You have to, because they are making measurements to determine whether a player is offside.
All measurements are made up to a certain level of precision. What is the precision of VAR? This is a very legitimate question to ask. The rule is that you are offside or onside, and that you can not be level. OK, that's clear, but it only works if you can make that measurement very precisely.
They need to tell the football world what that precision is in order for us to accept it.
When you make a measurement is made, you report its maximum likelihood and a confidence interval within which you can say, with say 95% probability, that the true value lies within those boundaries. From what I understand those boundaries maybe +/- several cm, and not the mm which are really what you need to make VAR work within the existing rules.
This is just a general comment on what is required to assess VAR in relation to offside. There is still the secondary issue of whether football really wants to stop the flow of the game to do this.

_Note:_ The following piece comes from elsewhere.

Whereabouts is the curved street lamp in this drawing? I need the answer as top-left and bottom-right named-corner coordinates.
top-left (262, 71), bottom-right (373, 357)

The ideal solution is something that is
a) precise and,
b) fast
I believe VAR is neither.
The graph below is an image I took from the Internet to demonstrate a maximum likelihood estimation and a confidence interval which enables someone to say with a confidence level of X percent (typically 95%) that my estimate of the true value of Y is Z +/- a.
a is your uncertainty. What is VAR's uncertainty? I suspect it is unworkable.
Where is the independent study of VAR technology? They've been trialing this for years. but have they analysed it properly? Maybe it has been detailed but its significance has been lost on football people?